Sunday, March 7, 2010

The Death Penalty and Women

The Huffington Post ran an interesting article about the percentages of women on death row who actually are executed. The statistics show that although only 2% of death row inmates are women, when it comes their time to be put to death, they are much more likely to receive the coveted commutation to life in prison. But, why?

Linda Carty is the rarest of rarities. She's a British subject who once sang for the Prince of Wales. She's a principal in a film documentary. She's garnered massive international media, legal and political attention and support. She worked as an informant for the Drug Enforcement Agency. And she's a grandmother. This last notation is mentioned only because that makes her one of only a handful of grandmothers who have ever been scheduled to be executed in a capital case. Carty was convicted of a murder, that she denies committing.

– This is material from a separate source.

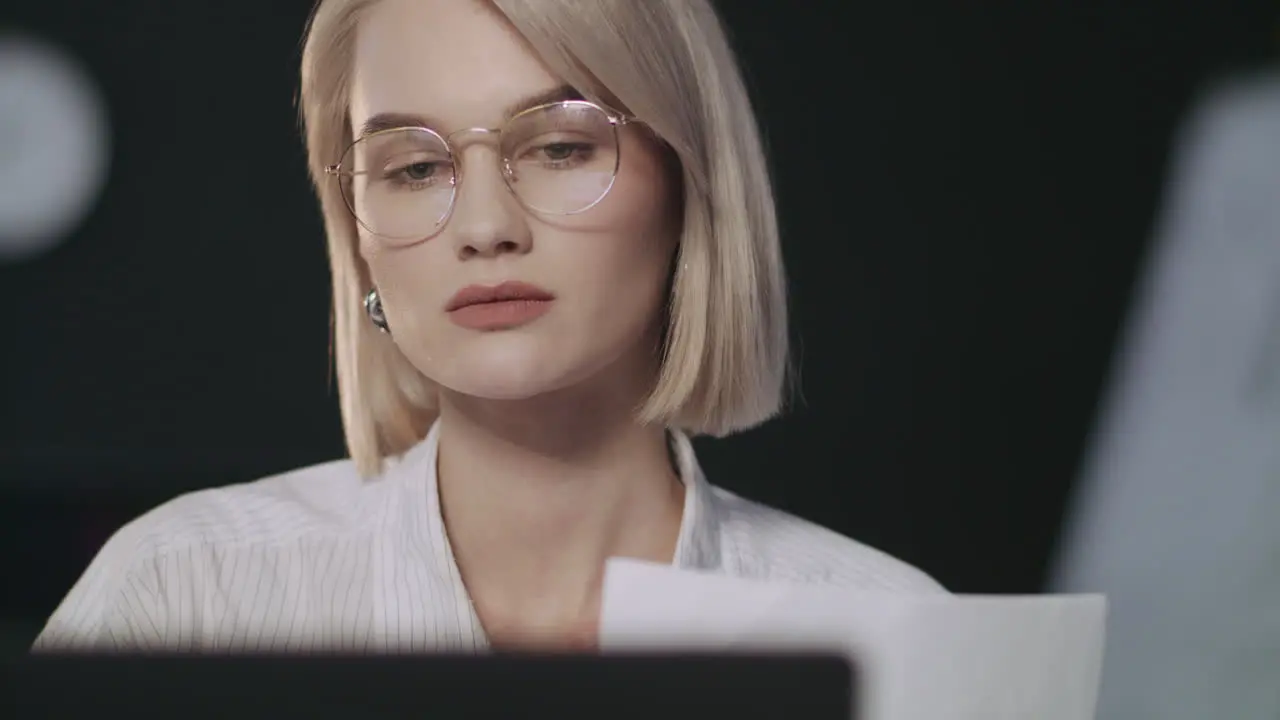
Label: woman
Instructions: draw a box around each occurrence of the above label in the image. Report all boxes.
[37,0,940,651]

She could be executed in or before June in Texas if the Supreme Court turns down her appeal. It's her last; every other court has rejected her plea for a new trial. The odds on paper that the high court will dump her death sentence are long. The Court considers only about one in 30 death penalty appeal cases.

The gender bias that riddles the death penalty as much as racial and class bias is a good thing in that it saves the lives of women. What's problematic is the rationale for saving their lives. Prosecutors regard women as less violent, less threatening and more emotionally unstable than men. If they kill and maim, they supposedly do it out of blind love or loyalty to a man. This reinforces the notion that women are the dainty sex in need of guidance, protection and, ultimately, male control. This strips them of any social and moral accountability for and control over their acts. It makes it even easier to marginalize women. Carty's case typifies that. Carty says that four men kidnapped the victim, a woman, in a murder for hire scheme and then murdered her. Witnesses back her story and have publicly declared that she is not a cold blooded murderer.

What's your opinion? Do you think "women are the dainty sex in need of guidance, protection and, ultimately, male control?" Of course not, who would admit such a thing in this day and age?

Do you think focusing on this disparity will result in a higher percentage of women being executed or a lower percentage of men? I hope it's the second.